Fed Corporafornication Grows


The Federal Reserve's Vice Chair indicated the central bank would buy larger amounts of financial instruments. Bloomberg reported:

The Fed is in the process of buying $300 billion of long- term Treasuries through September, as authorized at the March meeting of the Federal Open Market Committee. Policy makers also at the time more than doubled planned purchases of mortgage- backed securities to $1.25 trillion this year and boosted federal agency debt purchases to $200 billion from $100 billion.

That totals $1.85 trillion, most of it corporafornication. Treasuries and agency debt are new, thus they can impact the economy. How much mortgage-backed securities are new vs. legacy assets? They don't say. Here's where things get less clear.

Purchases may increase nominal gross domestic product as much as $1 trillion “over the next several years,” Kohn said in a footnote to his remarks.

GDP fell from $14.4 trillion in the third quarter of 2008 to $14.1 trillion in the first quarter of 2009. Trillions in interventions occurred during this period of GDP decline.
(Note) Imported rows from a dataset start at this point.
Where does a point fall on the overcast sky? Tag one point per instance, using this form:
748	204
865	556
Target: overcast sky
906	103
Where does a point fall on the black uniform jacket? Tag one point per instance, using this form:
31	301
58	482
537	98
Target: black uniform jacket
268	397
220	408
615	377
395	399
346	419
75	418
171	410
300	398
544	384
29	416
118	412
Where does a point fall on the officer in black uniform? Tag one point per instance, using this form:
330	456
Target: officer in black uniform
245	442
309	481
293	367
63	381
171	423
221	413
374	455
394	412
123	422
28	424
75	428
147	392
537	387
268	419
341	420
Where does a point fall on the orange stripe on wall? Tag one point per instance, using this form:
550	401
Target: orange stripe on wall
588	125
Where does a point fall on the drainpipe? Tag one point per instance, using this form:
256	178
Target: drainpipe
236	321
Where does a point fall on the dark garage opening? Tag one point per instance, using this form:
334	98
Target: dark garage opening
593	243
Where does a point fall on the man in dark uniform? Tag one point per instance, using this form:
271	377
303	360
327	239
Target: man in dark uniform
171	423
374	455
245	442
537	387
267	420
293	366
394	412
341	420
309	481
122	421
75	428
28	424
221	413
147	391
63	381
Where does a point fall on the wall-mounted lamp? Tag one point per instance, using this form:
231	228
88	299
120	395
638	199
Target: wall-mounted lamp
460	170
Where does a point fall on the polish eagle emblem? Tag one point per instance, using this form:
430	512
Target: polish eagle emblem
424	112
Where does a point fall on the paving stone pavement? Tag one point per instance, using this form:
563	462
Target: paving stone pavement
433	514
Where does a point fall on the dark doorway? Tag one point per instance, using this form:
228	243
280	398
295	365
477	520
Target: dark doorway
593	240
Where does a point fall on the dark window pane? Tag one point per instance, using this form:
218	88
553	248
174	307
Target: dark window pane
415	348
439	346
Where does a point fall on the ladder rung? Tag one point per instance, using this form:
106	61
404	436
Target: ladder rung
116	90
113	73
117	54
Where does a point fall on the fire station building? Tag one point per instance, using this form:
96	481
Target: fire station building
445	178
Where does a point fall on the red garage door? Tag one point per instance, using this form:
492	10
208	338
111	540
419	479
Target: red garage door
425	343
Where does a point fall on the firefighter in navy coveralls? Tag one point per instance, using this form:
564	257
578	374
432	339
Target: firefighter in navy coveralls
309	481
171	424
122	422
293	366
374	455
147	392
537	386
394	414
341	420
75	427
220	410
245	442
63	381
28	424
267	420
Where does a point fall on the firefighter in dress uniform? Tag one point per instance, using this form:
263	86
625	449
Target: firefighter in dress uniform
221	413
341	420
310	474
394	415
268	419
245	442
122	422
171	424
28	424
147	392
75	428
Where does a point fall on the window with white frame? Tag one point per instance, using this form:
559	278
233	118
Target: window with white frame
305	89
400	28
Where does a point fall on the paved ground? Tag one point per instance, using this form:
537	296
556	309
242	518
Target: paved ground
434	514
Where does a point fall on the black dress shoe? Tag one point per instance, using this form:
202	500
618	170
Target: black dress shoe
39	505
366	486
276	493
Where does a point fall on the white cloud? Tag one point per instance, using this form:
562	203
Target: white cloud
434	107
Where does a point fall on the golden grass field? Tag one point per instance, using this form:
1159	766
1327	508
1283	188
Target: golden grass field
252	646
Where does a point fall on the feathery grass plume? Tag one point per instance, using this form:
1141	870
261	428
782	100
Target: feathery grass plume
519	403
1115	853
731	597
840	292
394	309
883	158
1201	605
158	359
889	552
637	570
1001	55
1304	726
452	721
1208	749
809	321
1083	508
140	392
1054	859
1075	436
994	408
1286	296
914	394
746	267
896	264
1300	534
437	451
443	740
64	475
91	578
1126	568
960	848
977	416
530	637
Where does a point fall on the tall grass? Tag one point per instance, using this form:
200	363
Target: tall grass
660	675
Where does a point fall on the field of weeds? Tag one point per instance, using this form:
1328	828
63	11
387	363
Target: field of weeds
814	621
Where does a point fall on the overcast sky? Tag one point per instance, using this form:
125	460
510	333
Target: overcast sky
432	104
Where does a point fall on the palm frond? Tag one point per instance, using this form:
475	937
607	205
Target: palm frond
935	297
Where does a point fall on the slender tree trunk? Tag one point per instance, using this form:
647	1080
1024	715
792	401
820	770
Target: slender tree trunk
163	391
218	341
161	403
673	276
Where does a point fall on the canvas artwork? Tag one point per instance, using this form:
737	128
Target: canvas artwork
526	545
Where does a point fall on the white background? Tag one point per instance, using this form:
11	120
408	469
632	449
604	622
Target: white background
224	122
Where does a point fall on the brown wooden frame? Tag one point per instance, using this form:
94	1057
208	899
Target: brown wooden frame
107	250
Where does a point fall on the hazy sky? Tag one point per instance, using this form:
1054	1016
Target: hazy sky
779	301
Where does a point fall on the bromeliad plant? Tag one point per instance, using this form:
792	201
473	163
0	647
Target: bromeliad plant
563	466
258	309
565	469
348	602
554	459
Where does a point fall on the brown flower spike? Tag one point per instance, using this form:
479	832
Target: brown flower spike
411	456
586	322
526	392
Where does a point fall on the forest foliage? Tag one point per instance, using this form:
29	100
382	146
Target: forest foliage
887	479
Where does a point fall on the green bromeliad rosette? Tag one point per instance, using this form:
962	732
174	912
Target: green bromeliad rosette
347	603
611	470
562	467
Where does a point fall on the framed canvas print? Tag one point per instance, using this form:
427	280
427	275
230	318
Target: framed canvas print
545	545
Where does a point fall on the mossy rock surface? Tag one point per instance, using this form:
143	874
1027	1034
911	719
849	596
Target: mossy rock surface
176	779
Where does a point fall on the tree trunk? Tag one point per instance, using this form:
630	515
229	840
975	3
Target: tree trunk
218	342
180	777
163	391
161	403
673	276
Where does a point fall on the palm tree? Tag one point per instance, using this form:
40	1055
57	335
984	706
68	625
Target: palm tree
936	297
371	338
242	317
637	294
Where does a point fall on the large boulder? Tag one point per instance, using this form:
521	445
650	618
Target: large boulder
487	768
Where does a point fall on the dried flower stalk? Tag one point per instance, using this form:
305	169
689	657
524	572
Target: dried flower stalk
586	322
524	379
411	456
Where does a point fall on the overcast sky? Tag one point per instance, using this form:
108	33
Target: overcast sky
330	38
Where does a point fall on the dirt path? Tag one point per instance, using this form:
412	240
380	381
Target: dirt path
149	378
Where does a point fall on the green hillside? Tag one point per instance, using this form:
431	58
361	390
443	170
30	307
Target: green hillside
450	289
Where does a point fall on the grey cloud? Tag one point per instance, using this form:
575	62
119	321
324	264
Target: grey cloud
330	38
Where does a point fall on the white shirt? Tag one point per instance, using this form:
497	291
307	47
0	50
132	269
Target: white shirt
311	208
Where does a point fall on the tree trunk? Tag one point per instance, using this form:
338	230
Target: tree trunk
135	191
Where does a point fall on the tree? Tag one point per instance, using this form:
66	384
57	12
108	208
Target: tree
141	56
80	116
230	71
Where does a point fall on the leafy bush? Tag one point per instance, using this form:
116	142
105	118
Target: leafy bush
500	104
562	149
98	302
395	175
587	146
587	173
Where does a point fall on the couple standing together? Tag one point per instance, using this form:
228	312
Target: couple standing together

Yet, GDP fell.

Alan Blinder, a former Fed vice chairman who is a Princeton economics professor, said Kohn’s estimate of the effect on GDP from the mortgage-bond purchases is “believable.”

“It was supposed to reduce the risk spread between mortgage rates and other rates, and I think it has,” Blinder said in an interview. “You get these multiplier effects” on the economy from spending on housing, said Blinder, a panelist with Kohn at the conference.

You get these multiplier effects? I expected a little more logic to the estimate.

Kohn reiterated his view that the U.S. economy “is only now beginning to show signs that it might be stabilizing, and the upturn, when it begins, is likely to be gradual amid the balance sheet repair of financial intermediaries and households.”
Let's say GDP grows a trillion over the next few years. How much of that is inflation? How much is hyper-inflation?